A short story written by aspiring young author Johnathan Liptak.
A tall, brown-haired boy named Brett entered the movie set. Brett was supposed to be a boy who had Tourette’s in this movie.
"Should be easy," Brett thought aloud, "considering I really have Tourette’s."
Now before I can tell you about what he’s doing in a movie audition, I’ll be glad to give you a brief description of Tourette syndrome: Tourette syndrome is a neurobiological disorder that causes you to have tics. Not "ticks," but tics; which are little jerks or noises caused by the syndrome.
There are motor tics (jerking your arm, leg or neck, to list a few) and verbal tics (weird noises out of your nose or mouth), but those are just a few little things that I listed — there are tons more, like hair-pulling and some other stuff. Now, dear reader, we return to the story.

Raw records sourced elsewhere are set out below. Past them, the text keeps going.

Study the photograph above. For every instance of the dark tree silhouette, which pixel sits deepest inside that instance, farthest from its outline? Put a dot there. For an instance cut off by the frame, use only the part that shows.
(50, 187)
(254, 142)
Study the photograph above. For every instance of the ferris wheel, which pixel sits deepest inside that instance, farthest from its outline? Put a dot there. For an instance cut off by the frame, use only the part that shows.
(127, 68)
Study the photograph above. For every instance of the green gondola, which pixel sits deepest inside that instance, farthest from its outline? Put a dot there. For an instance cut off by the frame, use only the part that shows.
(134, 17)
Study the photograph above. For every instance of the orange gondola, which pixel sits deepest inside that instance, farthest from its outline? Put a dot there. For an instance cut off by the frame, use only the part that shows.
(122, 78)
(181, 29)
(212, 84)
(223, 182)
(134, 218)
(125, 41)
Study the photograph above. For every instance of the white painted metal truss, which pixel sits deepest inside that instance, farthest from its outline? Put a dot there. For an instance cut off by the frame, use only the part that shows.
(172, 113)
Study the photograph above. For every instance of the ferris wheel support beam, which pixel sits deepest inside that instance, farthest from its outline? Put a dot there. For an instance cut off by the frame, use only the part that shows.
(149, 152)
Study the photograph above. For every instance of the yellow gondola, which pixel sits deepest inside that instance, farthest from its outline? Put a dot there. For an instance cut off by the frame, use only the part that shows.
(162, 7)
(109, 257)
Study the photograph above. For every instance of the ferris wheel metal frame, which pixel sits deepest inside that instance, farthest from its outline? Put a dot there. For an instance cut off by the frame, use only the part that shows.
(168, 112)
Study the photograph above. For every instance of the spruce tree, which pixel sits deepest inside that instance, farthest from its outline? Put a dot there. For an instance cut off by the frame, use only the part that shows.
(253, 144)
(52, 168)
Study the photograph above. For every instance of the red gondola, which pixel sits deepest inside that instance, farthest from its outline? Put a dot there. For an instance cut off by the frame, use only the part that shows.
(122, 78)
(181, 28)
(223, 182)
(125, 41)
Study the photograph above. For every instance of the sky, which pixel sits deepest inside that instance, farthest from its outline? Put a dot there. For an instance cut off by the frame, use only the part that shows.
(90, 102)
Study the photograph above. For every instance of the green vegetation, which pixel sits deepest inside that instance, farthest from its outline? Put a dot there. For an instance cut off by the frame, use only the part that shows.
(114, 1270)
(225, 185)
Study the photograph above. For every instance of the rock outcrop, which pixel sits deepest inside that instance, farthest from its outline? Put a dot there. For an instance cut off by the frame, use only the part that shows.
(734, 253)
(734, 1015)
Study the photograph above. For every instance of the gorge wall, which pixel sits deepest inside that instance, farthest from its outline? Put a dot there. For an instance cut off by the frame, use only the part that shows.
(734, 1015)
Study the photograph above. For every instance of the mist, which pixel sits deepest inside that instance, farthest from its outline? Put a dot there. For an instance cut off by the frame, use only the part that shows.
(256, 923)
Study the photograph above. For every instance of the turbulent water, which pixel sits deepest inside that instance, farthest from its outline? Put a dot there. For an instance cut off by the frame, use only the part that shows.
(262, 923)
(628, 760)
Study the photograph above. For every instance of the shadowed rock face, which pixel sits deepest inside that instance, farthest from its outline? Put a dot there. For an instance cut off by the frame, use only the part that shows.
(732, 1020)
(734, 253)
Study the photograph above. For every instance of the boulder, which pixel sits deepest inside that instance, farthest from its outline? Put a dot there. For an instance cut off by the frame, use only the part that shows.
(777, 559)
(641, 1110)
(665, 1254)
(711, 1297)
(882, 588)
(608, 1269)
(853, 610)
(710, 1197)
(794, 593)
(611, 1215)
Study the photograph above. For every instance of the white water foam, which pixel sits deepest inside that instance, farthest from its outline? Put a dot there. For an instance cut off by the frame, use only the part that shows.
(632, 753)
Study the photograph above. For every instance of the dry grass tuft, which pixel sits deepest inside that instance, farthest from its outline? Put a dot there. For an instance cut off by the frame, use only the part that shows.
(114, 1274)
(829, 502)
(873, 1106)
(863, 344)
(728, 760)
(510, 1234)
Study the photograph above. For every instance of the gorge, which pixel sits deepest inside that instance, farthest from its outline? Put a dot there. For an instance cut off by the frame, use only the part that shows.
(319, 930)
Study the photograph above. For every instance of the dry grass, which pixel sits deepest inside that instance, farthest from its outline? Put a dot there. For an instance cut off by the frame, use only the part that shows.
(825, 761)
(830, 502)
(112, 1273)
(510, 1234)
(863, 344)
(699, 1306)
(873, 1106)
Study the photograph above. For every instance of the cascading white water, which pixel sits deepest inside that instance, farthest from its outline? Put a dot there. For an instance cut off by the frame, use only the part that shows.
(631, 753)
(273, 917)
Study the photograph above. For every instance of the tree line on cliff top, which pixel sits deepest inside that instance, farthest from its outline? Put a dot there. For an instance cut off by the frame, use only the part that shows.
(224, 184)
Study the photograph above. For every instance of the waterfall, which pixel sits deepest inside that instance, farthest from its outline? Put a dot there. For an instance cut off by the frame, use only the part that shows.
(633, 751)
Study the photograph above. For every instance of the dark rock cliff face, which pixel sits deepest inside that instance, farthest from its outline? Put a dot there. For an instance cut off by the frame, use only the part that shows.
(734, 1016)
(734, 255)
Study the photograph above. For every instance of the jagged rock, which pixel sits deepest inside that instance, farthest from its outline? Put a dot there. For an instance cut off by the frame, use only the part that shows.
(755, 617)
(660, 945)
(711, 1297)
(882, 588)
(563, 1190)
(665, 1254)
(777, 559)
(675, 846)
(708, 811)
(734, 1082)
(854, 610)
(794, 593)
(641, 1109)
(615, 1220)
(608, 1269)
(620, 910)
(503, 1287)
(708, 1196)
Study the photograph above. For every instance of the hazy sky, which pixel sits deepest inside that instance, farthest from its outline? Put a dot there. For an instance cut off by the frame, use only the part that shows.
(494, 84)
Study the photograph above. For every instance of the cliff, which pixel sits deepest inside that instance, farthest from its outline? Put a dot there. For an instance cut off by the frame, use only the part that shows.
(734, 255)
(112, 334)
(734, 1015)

As time goes by, though: "Cuuuut! Kid I thought you had this Tourette thingamajig and could really do this thingy right — since you really have it! Yer jus’ not jerkin’ your twitches enough! Kid, ya can’t possibly be the boy, nope, not you!" said the director, speaking more rapidly than Brett had ever heard before.
Brett really thought the director was a twitching idiot, so he screamed, "Fine then!" taking things as personally as anyone would ever dare; and at the same instant he ran out of the studio, then turned back and screamed again, "I quit!"

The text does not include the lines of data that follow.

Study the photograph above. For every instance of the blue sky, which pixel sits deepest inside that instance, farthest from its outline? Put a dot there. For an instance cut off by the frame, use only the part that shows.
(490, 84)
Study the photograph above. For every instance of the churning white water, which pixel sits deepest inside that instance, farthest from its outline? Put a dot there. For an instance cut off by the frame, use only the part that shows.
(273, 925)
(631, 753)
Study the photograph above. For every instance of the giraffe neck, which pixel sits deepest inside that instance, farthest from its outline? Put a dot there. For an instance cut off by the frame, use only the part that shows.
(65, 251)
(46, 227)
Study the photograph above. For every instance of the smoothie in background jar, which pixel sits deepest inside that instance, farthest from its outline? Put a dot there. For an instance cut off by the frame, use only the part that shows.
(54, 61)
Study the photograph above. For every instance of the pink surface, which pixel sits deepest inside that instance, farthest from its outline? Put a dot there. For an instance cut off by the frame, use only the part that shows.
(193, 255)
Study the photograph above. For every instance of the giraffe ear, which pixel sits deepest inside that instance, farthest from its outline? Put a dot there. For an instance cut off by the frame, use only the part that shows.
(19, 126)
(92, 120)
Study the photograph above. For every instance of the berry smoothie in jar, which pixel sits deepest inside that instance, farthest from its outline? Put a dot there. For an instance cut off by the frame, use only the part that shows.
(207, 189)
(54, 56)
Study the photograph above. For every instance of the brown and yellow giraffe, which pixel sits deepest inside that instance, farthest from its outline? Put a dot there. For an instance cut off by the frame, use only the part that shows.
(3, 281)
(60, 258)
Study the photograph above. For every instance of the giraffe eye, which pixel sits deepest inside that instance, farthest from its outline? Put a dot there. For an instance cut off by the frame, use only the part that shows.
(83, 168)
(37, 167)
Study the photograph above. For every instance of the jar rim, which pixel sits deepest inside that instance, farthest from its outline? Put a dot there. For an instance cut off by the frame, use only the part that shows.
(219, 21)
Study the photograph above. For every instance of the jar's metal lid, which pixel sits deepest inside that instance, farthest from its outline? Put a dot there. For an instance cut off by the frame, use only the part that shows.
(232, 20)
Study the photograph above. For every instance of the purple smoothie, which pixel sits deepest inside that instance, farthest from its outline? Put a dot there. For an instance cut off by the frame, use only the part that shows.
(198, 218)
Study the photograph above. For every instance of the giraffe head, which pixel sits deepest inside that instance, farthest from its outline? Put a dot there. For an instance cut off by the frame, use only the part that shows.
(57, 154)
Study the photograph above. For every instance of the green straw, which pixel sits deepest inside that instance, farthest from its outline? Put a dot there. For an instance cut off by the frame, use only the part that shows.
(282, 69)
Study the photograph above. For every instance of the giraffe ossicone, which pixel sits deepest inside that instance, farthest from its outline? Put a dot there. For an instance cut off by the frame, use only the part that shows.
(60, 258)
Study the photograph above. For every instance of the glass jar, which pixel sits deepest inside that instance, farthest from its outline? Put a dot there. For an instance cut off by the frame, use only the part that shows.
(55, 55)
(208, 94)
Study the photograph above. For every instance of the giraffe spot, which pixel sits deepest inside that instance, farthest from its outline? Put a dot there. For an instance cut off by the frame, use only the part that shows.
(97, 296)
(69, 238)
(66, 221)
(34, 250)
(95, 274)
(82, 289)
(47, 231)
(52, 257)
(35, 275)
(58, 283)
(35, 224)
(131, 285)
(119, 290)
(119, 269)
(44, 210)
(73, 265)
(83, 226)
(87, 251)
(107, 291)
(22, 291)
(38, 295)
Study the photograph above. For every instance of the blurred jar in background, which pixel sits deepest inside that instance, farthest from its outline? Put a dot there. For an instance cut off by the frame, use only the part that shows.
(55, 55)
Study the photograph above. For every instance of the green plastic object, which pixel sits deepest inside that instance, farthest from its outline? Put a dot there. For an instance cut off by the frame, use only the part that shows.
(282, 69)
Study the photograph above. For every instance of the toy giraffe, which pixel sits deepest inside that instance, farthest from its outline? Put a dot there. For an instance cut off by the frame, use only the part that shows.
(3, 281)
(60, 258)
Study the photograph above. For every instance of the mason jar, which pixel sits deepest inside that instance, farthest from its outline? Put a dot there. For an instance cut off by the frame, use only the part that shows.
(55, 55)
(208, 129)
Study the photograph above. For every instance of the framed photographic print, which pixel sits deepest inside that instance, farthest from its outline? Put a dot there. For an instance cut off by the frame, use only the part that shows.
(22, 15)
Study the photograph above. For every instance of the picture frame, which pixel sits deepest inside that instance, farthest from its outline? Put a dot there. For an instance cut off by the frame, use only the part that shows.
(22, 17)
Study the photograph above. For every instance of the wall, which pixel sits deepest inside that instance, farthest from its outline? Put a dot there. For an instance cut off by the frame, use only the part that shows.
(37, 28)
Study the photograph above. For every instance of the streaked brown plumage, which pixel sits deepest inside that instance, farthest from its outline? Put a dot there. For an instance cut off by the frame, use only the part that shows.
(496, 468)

He started walking toward his house feeling extremely mad at everybody and everything. He opened the door and slammed it behind him. He sat at the end chair and started eating the casserole his mother had just served him. It was dinnertime at Brett’s house. A time of stress.
"How was your day working on the Tourette movie?" asked Brett’s mother. Brett didn’t answer. Brett’s mother inquired again. To Brett, this sounded like she was being overly nosy and he felt overcome by feelings of disappointment. Brett stopped eating, looked up to the ceiling and then gave his mother a piercing look. His sister Corretta said,
"Don’t try to get anything out of him, mama, he’ll just get mad." She said this very bossily, like most things she said.

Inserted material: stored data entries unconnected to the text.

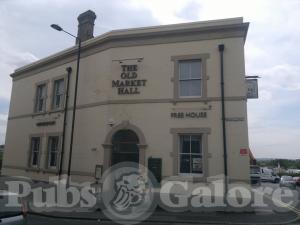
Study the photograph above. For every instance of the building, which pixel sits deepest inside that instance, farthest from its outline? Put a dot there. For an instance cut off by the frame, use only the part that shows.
(146, 95)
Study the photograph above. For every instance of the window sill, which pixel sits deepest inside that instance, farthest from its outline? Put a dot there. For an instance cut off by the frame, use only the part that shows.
(58, 110)
(189, 178)
(189, 99)
(39, 113)
(34, 169)
(50, 170)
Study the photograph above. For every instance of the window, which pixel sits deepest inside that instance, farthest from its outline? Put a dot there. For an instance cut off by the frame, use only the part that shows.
(190, 78)
(58, 93)
(35, 151)
(190, 154)
(40, 103)
(53, 144)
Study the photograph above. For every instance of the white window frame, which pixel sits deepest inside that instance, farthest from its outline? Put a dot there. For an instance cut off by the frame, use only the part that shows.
(49, 150)
(190, 153)
(190, 79)
(54, 107)
(37, 98)
(32, 151)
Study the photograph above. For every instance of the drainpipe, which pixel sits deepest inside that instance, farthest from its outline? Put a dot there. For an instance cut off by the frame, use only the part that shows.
(221, 51)
(69, 70)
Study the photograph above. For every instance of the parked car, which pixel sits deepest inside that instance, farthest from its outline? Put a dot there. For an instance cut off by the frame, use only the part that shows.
(269, 176)
(287, 181)
(297, 180)
(255, 175)
(11, 215)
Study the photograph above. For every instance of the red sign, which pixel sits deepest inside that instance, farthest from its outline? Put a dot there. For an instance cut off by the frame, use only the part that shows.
(243, 151)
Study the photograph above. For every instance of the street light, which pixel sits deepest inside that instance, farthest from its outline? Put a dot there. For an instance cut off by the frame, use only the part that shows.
(78, 40)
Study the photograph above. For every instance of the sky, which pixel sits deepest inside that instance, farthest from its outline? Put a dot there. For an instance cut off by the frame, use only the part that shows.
(272, 51)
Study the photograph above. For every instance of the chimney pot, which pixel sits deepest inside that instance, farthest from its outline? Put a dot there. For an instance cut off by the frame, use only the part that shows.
(86, 25)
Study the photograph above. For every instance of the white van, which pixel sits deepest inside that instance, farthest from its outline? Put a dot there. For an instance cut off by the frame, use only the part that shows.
(268, 175)
(11, 215)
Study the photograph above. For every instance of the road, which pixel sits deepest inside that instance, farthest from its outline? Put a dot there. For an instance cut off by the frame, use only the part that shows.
(260, 216)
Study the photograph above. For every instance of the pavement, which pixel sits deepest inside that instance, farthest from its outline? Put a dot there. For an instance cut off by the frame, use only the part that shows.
(266, 215)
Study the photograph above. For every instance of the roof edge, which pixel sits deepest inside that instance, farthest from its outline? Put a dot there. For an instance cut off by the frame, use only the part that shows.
(223, 25)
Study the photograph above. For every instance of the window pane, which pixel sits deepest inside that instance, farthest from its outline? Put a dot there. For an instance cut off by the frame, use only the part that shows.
(34, 158)
(40, 98)
(185, 163)
(196, 164)
(53, 159)
(58, 93)
(195, 88)
(52, 149)
(184, 88)
(195, 69)
(35, 147)
(60, 86)
(185, 144)
(196, 144)
(184, 70)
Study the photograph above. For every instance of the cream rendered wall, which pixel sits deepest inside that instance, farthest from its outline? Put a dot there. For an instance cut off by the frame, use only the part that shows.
(96, 73)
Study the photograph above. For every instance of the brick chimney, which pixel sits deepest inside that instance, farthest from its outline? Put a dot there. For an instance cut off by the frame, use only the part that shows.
(86, 25)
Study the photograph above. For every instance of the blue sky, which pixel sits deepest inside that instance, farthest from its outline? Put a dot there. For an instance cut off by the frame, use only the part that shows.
(271, 51)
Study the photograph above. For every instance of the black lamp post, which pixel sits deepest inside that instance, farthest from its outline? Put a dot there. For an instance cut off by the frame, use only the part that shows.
(78, 40)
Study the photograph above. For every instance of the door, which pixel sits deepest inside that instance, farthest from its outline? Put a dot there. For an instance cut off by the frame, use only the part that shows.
(125, 147)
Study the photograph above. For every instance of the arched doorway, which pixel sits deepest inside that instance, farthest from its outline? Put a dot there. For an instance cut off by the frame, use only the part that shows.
(125, 147)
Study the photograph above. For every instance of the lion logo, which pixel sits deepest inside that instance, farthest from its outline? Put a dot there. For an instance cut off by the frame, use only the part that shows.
(130, 191)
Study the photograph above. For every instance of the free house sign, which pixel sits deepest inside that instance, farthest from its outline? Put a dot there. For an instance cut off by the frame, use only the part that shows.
(129, 84)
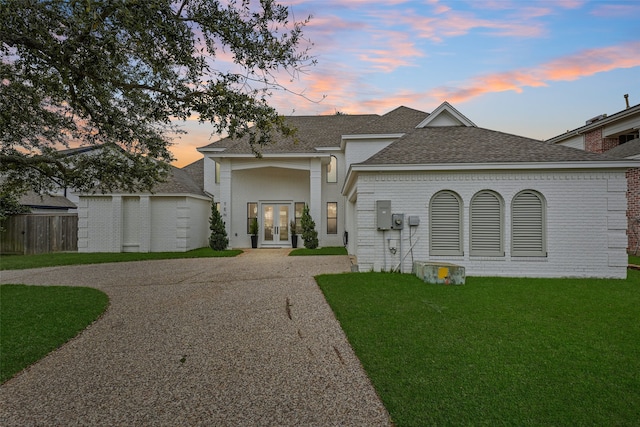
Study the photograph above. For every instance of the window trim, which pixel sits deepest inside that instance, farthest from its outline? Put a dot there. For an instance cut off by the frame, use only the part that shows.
(474, 228)
(459, 251)
(334, 218)
(542, 252)
(333, 160)
(249, 214)
(297, 218)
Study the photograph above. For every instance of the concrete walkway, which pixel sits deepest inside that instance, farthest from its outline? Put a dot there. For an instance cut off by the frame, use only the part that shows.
(216, 341)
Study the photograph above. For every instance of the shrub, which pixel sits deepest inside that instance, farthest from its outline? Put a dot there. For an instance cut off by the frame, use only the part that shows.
(218, 241)
(309, 233)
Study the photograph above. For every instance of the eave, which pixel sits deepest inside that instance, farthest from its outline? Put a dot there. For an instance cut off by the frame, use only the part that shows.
(354, 170)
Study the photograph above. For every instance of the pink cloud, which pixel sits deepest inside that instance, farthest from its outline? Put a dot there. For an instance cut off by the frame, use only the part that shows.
(447, 23)
(568, 68)
(397, 51)
(616, 10)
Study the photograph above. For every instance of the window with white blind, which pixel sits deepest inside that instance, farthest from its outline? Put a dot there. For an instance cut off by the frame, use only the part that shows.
(445, 224)
(528, 224)
(486, 224)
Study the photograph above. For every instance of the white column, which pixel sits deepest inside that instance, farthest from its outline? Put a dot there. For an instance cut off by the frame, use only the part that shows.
(225, 194)
(116, 224)
(145, 224)
(315, 194)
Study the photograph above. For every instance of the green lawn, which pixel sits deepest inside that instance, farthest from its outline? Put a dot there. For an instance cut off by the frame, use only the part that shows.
(19, 262)
(496, 351)
(34, 320)
(330, 250)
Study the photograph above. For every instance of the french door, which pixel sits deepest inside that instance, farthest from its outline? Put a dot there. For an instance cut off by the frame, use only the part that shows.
(275, 223)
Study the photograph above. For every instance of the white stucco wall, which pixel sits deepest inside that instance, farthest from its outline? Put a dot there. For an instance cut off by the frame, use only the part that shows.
(586, 221)
(142, 223)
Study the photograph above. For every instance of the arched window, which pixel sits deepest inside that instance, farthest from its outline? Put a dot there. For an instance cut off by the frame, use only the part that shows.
(445, 224)
(486, 224)
(332, 170)
(528, 224)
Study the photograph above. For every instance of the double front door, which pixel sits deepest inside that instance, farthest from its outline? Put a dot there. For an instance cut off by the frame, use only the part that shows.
(275, 223)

"Urrrrgh!" grunted Brett as he kicked at the wall.
"Eeeahoo-hee-hee goo-ya," laughed Veronica, his baby sister, as she always did when Brett kicked at the wall; she liked the noise.
Brett’s mother said, "Don’t kick at the table, Brett."
"I never did! I kicked at the wall, not the table!"
Brett stopped and said nothing for at least ten minutes. The rest of the family kept quiet too, except for an occasional "Pass the butter please," and "Can I have seconds?" and Veronica with her occasional squealing noises.
Brett felt like he had the worst dinner in his life, though he knew this wasn’t true because he had had lots more bad dinners, most notably one where they went to a restaurant on his birthday, and there was a clown that insulted Brett very badly without knowing it.
The family had been at a restaurant when a clown making balloon animals came to their table to make toys for each kid. When he came to Brett, he twisted the blown-up balloon and it made a horrible screeching noise to Brett’s sensitive ears. Brett hated certain noises as they caused him a feeling of pain and intense irritation.
When the clown was done he made a joke about how Brett held his ears shut which made Brett feel humiliated. Thinking about it made him think of lots of other bad events (sometimes innocent coincidences), insults, and people who had bad-mouthed him.
Suddenly Brett got up (trying to cover his tears) and screamed, "I’m going to bed!" and ran out in the hall, then into his room.
As he lay there in bed, a strange feeling overcame him. He didn’t feel quite like he usually did: He didn’t feel as if he should have never been born. He felt — what did he feel? It wasn’t sadness, as it usually was; yet it was nowhere near happiness. What ever it was, it was something different, something as different as his Tourette’s.
And things don’t stay as they did here in the story: they changed for the better, and Brett lives a good life. He didn’t stay as he did in the story; he got better, and begins to understand himself, his friends, and everybody near him.
For the rest of his childhood; whenever something bad happened, Brett tried to remember how different he felt that night, and when things are not right, not at all, or just a tad not right, he thinks of his Tourette’s, and about how strange life is.